Amidst the tangle, one strand seems to define itself-- within the last hundred years, within the last fifty years, within the last twenty-five years, the force of religion, as a factor in English public life, has steadily and visibly declined. I do not mean that a careless and external diagnosis would detect the change. Within the last few years we have seen, perhaps, a greater output of religious discussion in public print than any age since the Reformation. But this itch for religious discussion, which is peculiarly British, is not really an encouraging symptom. Men do not talk about their health when their health is strongest; a nation does not talk about its religion when its religion is flourishing. Statistics, it is true, may be misleading, but they are the thermometer of change.

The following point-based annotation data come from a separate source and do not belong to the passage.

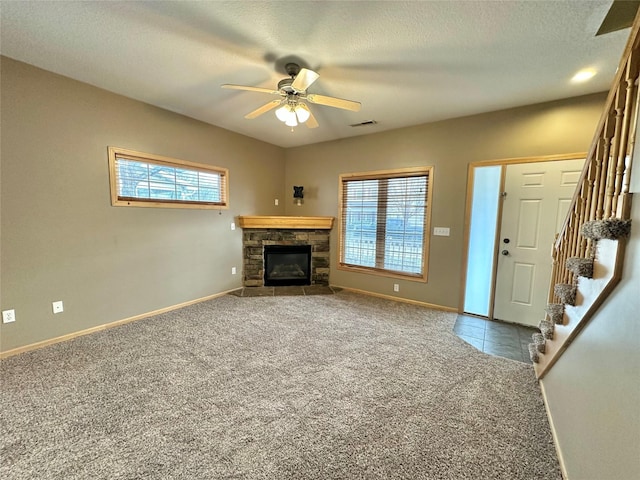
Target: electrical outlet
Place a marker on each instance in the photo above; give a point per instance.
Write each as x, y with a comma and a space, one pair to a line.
8, 316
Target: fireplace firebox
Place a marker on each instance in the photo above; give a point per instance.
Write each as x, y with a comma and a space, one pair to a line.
287, 265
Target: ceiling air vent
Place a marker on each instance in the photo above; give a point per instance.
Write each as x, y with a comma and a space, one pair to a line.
364, 124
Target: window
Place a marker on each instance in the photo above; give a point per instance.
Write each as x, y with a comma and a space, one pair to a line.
146, 180
384, 222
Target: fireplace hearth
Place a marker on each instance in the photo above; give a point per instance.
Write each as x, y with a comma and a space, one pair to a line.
308, 234
287, 265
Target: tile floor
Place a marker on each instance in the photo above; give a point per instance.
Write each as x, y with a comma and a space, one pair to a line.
495, 338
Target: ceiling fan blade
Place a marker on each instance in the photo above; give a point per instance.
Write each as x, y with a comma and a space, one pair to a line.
263, 109
251, 89
334, 102
311, 122
304, 79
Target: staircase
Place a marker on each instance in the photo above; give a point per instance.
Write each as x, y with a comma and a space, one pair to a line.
589, 251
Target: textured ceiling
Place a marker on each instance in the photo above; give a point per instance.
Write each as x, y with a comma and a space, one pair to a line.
406, 62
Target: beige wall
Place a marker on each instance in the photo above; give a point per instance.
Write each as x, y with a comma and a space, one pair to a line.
565, 126
61, 238
593, 392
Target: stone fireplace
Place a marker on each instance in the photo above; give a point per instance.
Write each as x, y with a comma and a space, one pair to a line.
302, 233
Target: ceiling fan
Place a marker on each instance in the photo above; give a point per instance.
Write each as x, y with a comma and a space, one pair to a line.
292, 110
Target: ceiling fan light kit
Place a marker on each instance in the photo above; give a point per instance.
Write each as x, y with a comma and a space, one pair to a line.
292, 110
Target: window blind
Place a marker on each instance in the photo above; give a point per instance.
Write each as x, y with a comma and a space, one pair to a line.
148, 179
383, 221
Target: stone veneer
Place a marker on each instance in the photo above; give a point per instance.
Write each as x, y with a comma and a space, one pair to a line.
254, 240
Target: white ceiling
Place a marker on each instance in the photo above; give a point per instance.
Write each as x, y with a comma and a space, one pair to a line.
407, 62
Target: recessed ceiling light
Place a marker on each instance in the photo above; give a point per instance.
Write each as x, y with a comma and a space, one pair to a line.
583, 75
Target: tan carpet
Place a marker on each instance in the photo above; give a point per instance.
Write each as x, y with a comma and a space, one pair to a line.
337, 386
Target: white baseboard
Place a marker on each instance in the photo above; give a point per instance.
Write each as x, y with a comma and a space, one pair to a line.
399, 299
98, 328
563, 469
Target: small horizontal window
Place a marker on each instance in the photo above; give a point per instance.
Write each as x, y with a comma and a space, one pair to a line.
147, 180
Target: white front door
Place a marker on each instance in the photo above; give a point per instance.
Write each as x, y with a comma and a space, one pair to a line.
534, 207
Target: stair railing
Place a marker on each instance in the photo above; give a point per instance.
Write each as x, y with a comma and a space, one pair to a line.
603, 188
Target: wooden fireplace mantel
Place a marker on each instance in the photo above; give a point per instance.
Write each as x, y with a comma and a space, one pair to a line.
285, 222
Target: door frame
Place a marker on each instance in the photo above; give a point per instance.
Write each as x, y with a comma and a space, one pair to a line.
467, 215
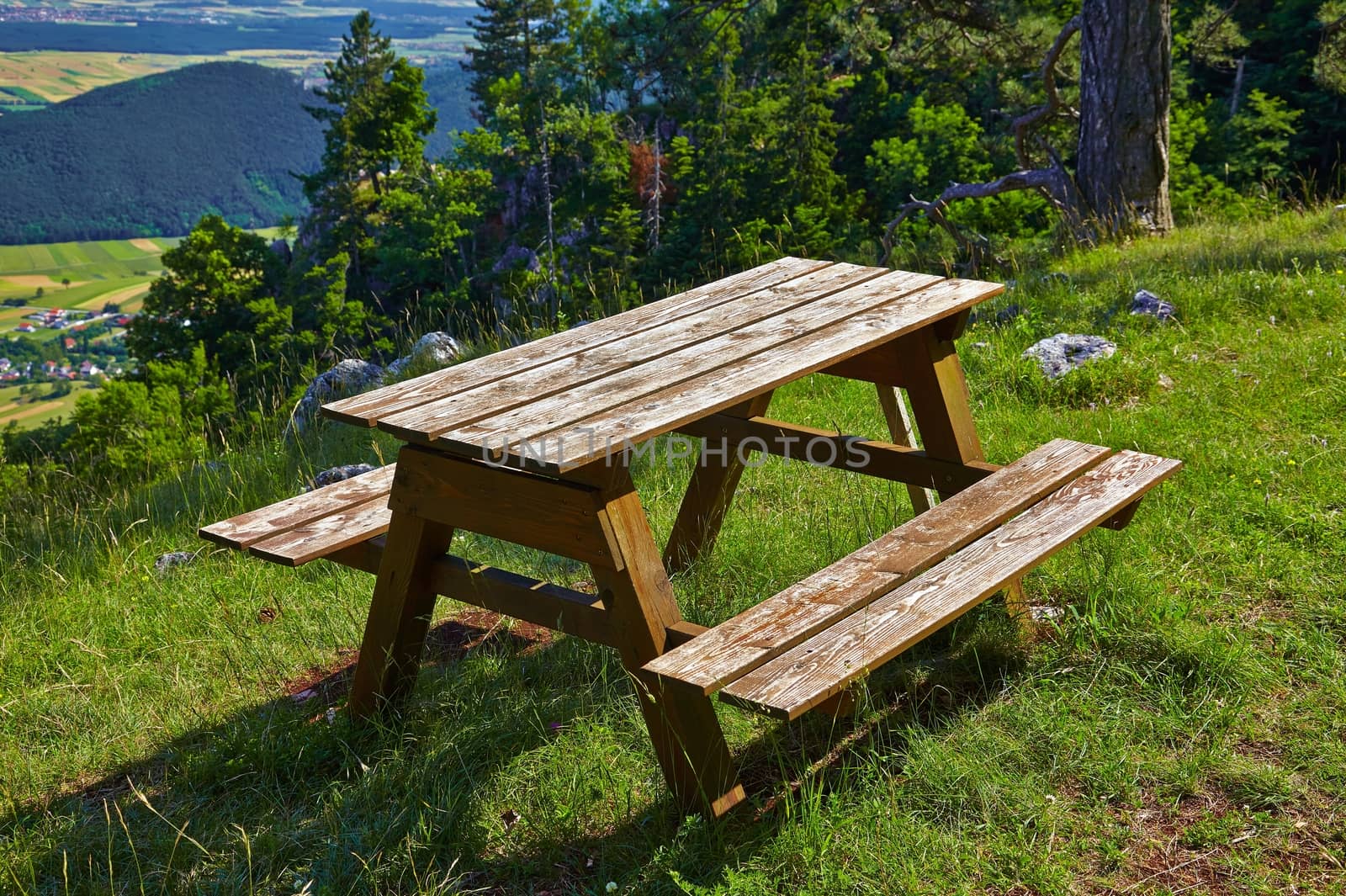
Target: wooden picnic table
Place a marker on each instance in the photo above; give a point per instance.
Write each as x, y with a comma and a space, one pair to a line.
533, 446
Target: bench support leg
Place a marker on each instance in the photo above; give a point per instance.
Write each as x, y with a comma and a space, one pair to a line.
399, 613
708, 496
641, 604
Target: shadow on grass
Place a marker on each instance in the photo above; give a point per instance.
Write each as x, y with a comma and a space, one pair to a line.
289, 792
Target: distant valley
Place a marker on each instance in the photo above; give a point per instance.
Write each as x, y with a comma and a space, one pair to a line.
104, 135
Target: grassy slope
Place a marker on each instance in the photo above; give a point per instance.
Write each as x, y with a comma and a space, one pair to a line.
1184, 724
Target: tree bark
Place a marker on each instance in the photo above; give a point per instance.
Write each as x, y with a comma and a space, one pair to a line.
1124, 92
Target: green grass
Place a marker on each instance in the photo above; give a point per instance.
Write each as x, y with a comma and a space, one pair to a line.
1182, 728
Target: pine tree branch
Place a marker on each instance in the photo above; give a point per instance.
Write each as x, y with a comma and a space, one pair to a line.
1049, 82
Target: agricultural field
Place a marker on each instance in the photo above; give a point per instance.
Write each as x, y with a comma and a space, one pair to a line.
109, 271
116, 271
29, 413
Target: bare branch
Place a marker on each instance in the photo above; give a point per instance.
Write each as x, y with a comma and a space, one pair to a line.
1049, 81
967, 13
1052, 182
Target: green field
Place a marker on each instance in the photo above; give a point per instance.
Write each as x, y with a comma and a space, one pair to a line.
51, 76
118, 271
34, 413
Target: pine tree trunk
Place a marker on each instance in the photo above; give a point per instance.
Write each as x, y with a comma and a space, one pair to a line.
1124, 93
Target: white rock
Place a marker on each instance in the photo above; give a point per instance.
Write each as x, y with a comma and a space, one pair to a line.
431, 352
345, 379
1060, 354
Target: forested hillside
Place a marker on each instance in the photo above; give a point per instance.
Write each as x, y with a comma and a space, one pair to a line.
151, 156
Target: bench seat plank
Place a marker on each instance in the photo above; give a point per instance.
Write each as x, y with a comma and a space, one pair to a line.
774, 626
368, 408
326, 534
821, 666
269, 521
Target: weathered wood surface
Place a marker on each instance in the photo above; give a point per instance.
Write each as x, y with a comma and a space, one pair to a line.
632, 384
365, 409
283, 516
899, 429
717, 388
820, 666
644, 350
532, 600
558, 517
320, 537
879, 459
771, 628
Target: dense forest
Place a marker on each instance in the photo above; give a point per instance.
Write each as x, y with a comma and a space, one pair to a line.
626, 148
151, 156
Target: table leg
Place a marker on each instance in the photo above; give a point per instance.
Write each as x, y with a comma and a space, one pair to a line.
399, 613
708, 496
940, 401
899, 429
939, 395
686, 734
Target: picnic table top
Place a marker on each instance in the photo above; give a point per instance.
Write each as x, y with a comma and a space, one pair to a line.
589, 392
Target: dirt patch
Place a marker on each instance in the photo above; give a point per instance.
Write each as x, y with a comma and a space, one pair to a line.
27, 412
1195, 846
448, 642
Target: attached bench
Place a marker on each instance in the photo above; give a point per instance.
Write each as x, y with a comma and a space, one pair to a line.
791, 653
801, 647
345, 523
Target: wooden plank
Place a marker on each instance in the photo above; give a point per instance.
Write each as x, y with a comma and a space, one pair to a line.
556, 517
659, 412
540, 603
326, 534
283, 516
644, 348
771, 628
707, 500
522, 427
813, 671
879, 459
365, 409
877, 366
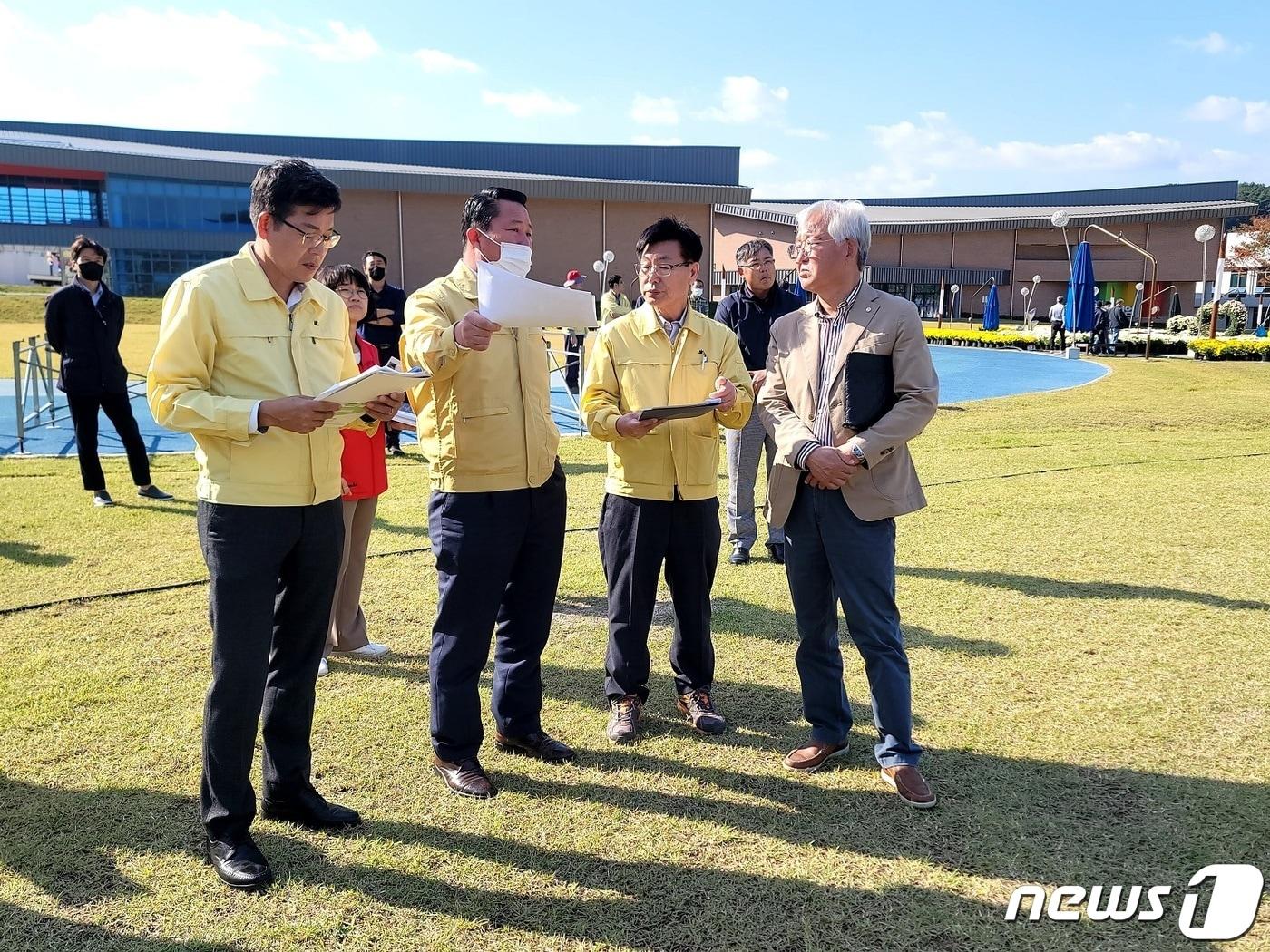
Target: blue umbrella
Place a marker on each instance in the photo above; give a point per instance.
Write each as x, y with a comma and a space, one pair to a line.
992, 310
1080, 291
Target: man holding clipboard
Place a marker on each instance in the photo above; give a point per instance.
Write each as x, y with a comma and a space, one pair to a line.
662, 499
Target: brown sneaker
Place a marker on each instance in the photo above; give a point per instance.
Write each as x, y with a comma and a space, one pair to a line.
813, 755
624, 719
908, 782
700, 711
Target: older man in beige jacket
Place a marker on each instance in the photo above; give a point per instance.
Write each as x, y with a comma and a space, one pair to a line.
850, 381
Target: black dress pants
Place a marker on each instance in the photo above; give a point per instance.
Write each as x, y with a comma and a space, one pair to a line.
273, 571
637, 537
84, 410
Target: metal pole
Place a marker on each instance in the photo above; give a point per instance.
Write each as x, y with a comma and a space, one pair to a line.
1216, 294
16, 393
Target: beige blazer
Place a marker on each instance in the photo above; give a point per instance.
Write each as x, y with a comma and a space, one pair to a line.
879, 324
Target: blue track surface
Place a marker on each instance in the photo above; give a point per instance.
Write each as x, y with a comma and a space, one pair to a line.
965, 374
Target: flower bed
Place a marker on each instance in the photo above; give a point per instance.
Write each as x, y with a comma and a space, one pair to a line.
1237, 349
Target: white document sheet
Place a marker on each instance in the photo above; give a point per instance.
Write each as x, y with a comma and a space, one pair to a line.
370, 384
520, 302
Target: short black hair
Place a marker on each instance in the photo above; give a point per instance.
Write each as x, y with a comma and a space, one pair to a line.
482, 209
336, 275
83, 241
670, 230
279, 187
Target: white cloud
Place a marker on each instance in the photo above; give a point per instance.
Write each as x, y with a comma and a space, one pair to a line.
654, 111
656, 141
1215, 44
441, 63
343, 46
530, 104
757, 159
917, 156
1253, 116
746, 99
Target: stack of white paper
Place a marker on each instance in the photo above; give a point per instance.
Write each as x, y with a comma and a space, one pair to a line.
520, 302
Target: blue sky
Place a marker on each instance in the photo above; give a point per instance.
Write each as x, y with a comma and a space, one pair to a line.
850, 101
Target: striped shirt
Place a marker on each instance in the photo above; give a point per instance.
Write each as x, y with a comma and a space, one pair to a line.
831, 335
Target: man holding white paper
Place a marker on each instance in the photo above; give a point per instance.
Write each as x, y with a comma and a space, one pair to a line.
662, 499
497, 510
241, 345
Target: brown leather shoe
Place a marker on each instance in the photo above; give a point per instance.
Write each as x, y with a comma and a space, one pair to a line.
813, 755
466, 778
912, 787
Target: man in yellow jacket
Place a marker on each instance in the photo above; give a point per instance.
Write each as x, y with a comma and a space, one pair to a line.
660, 503
241, 343
497, 510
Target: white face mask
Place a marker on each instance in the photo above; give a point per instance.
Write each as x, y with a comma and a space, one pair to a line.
513, 259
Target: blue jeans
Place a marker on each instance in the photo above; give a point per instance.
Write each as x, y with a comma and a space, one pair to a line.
832, 554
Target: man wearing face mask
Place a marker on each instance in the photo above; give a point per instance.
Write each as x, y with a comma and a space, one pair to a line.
384, 320
84, 323
497, 510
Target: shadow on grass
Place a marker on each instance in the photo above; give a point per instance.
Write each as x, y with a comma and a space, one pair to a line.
1040, 587
32, 554
37, 930
1012, 819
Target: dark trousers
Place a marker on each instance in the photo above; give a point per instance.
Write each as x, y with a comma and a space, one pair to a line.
84, 410
386, 352
829, 551
498, 568
637, 536
573, 362
273, 573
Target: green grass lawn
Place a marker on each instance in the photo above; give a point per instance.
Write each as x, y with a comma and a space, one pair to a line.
1086, 612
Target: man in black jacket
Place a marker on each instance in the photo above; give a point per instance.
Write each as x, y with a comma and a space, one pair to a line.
84, 321
751, 313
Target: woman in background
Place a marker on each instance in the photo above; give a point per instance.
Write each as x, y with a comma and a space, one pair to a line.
364, 479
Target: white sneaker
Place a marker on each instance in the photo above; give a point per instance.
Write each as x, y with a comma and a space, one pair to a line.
371, 650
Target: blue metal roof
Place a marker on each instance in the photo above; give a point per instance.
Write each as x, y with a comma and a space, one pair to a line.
701, 165
1140, 194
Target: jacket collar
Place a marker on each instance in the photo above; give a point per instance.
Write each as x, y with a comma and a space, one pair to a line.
648, 323
464, 279
257, 287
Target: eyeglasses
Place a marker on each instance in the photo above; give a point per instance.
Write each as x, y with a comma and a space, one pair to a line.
313, 238
799, 248
663, 270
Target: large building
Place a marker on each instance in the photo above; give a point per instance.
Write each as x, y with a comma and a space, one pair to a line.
164, 202
924, 245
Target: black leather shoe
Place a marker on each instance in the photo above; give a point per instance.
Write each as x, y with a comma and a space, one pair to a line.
466, 778
308, 809
539, 744
239, 863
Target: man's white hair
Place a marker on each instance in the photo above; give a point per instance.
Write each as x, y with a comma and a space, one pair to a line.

And any statistical comparison I have ever undertaken, or seen undertaken, seems to yield the same result--namely, that the area of lives visibly affected by habits of religion shrinks from decade to decade, and almost from year to year. To take an instance at random--Trollope, in his "Vicar of Bullhampton" ( published in 1870), writes of a London population "not a fourth of whom attend divine service." Is it not the impression most of us would record, after a Sunday morning spent in the metropolis, that to-day we should have to write "a tenth" instead of "a fourth"?